Ученый задумался. Доводы Слонима не лишены были интереса. Быков, перевидавший на своем веку несчетное количество четвероногих, сам не раз убеждался, что собаки, которые стремительно бросаются на пищу, выделяют меньше слюны, чем их более пассивные собратья.

— Не расскажете ли вы нам, Абрам Данилович, куда девается у собаки охотничий рефлекс с его задерживающим влиянием на слюнную железу?

Это был трудный вопрос, но будем справедливы: в душе ученый желал помощнику удачи.

— Рефлекс устранился путем искусственного отбора.
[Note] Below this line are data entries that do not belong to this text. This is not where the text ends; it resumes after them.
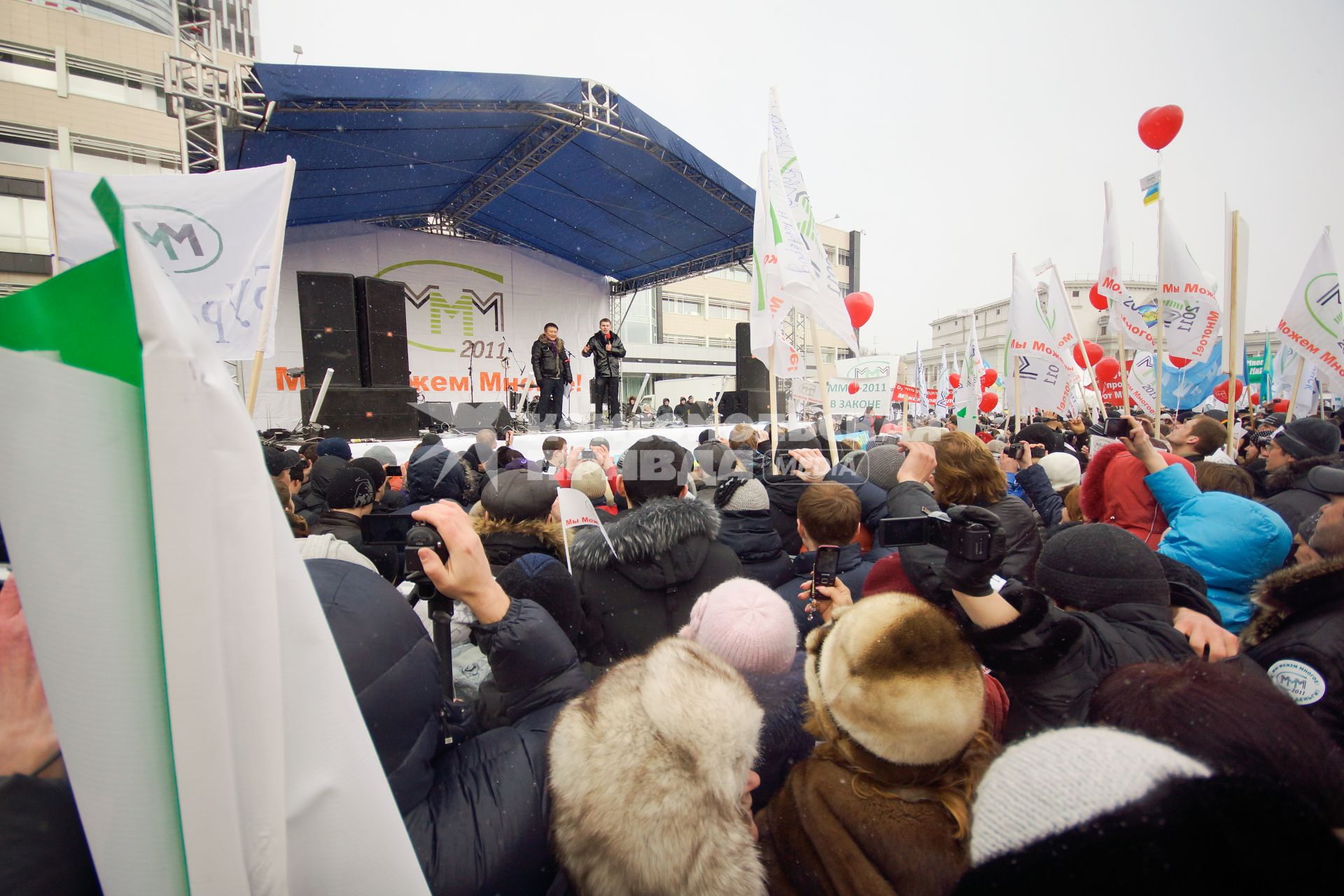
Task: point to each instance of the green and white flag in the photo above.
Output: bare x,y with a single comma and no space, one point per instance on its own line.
207,724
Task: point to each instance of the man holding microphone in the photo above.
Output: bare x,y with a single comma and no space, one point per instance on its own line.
606,351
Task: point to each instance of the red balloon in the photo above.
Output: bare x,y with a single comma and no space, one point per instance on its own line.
1107,368
859,307
1098,301
1159,125
1222,390
1094,354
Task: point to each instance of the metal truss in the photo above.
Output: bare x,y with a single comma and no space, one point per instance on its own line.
683,270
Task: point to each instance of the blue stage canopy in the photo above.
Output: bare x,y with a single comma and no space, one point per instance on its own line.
561,166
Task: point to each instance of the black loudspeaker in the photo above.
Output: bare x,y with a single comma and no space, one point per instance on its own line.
752,372
365,413
381,317
470,416
328,327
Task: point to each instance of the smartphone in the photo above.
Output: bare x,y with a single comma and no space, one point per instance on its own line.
386,528
827,564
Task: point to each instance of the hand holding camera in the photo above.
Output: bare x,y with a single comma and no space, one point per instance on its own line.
460,570
979,552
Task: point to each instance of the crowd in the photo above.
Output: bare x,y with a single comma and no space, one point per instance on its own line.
1116,664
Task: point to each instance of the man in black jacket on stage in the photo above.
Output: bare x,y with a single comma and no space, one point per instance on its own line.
606,351
552,370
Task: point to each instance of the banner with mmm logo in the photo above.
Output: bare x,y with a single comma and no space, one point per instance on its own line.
470,307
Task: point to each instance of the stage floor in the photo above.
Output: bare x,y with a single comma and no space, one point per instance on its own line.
530,444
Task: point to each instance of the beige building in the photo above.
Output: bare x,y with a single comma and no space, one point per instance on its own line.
83,89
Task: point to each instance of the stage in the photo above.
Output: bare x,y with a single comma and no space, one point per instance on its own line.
530,444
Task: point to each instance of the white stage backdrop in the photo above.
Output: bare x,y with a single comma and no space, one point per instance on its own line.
465,302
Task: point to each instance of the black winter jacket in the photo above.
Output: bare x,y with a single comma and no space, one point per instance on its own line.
1297,634
752,536
1291,496
547,365
476,811
433,473
1050,662
311,501
666,558
921,561
605,363
785,491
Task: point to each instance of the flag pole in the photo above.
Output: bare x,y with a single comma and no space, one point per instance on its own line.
774,409
824,383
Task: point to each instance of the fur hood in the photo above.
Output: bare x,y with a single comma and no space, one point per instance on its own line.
647,776
643,533
1294,590
1294,475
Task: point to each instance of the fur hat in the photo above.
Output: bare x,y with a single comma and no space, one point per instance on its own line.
1062,469
898,676
382,454
1114,492
647,776
1310,437
1062,780
519,495
746,624
881,465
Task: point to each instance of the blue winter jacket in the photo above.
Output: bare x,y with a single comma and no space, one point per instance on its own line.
1233,542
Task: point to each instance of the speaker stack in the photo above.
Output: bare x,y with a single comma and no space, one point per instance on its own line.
753,393
358,328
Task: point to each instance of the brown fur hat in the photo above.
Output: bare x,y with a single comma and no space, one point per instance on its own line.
898,676
647,776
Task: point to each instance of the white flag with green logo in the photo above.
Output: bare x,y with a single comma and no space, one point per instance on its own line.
219,238
210,732
1313,323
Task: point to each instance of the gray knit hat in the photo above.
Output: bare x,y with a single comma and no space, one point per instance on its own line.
1063,780
382,454
881,466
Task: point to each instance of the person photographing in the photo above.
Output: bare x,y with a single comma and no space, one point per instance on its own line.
606,351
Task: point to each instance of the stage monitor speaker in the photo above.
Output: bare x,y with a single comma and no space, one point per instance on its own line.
381,316
330,333
365,413
470,416
752,372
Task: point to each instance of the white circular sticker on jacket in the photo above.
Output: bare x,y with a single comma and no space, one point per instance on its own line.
1298,681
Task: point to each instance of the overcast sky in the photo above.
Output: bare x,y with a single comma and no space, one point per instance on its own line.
952,133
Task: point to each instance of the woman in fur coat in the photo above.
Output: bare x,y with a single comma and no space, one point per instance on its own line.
897,700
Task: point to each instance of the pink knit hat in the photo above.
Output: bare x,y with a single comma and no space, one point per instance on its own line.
746,624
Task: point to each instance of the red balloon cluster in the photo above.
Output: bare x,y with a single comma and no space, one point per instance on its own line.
1159,125
1221,391
1094,354
859,307
1098,301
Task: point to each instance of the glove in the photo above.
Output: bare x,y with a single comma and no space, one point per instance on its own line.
972,577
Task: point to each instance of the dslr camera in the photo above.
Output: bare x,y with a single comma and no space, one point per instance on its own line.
967,540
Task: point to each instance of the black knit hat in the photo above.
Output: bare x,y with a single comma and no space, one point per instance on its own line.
350,488
1094,566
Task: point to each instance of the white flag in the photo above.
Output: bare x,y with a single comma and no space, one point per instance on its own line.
1040,347
1313,323
806,276
1191,312
1126,316
219,238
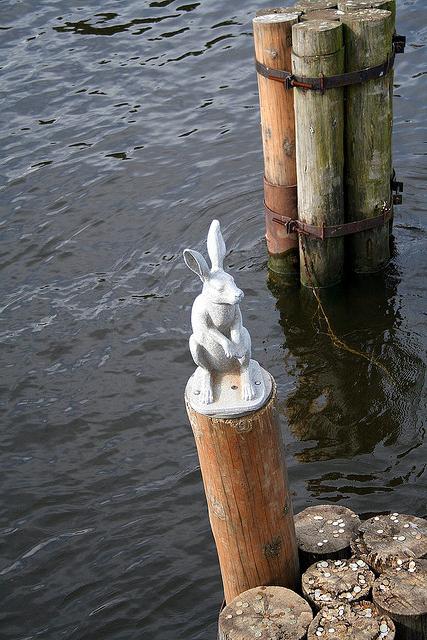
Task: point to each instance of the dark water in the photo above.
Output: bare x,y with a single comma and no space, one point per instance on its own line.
126,127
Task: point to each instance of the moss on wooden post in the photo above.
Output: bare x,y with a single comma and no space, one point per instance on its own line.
318,49
368,42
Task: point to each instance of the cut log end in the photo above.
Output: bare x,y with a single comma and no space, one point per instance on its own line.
388,540
307,6
401,593
358,621
326,530
267,16
322,14
337,581
268,613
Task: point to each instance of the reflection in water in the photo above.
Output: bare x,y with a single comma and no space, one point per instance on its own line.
345,404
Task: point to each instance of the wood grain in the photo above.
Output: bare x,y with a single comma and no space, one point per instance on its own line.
318,49
358,621
368,135
250,511
265,613
401,593
325,532
273,44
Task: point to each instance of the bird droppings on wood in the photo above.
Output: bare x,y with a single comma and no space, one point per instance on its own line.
325,531
401,593
385,540
335,581
269,613
357,621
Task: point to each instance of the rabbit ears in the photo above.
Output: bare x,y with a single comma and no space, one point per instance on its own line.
216,245
216,250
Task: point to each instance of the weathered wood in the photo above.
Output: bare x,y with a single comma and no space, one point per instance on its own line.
318,48
401,593
314,5
387,540
354,5
325,532
358,621
272,613
321,14
337,581
250,510
273,43
368,135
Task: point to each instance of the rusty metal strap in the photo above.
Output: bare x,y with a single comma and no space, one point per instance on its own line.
332,231
323,83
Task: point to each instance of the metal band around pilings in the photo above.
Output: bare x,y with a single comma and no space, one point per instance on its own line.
336,230
323,83
279,200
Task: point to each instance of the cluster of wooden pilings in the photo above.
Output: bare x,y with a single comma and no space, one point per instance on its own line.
325,78
360,581
321,574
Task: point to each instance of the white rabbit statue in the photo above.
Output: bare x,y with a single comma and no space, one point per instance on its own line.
220,344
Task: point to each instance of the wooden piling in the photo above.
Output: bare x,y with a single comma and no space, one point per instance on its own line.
250,511
318,49
272,39
386,541
275,613
401,593
368,135
337,581
358,621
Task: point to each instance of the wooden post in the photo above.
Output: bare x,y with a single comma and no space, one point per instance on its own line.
275,613
360,620
368,135
318,49
324,532
337,581
250,511
272,40
401,594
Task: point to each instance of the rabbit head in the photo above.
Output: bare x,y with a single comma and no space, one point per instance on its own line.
218,286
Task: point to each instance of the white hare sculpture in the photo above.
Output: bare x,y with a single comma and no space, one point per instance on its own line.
220,344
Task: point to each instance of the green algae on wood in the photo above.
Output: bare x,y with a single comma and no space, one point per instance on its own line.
368,135
318,49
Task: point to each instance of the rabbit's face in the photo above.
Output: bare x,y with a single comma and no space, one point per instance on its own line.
220,288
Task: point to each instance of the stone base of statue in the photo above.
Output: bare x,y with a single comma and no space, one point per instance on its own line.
227,392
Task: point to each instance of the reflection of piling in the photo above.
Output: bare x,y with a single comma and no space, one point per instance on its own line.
250,511
273,41
318,50
368,135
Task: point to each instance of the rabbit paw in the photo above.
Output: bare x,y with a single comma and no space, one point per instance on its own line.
248,391
229,350
206,389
На протяжении тысячелетий человек искоренял хищные склонности собаки. Непокорные натуры, упрямые преследователи домашних птиц и животных, уничтожались. Кошек, наоборот, отбирали для охоты за грызунами и тем сохранили их хищные свойства. Охотничий рефлекс у щенят — один из задатков, с которым природа расстается не скоро. То, что некогда было свойством организма, стало ненужным придатком у зародыша и будет еще долго проявляться в каждой новой жизни на короткий срок.

Сомнения ученого были поколеблены, но, строгий ко всему, что имеет притязание стать достоянием науки, он шутливо сказал:

— Не доверяйте кошкам, они коварны. Кошки путаницы, они путают цвета, видят одно, а воспринимают другое… И вообще кошки бывают разные…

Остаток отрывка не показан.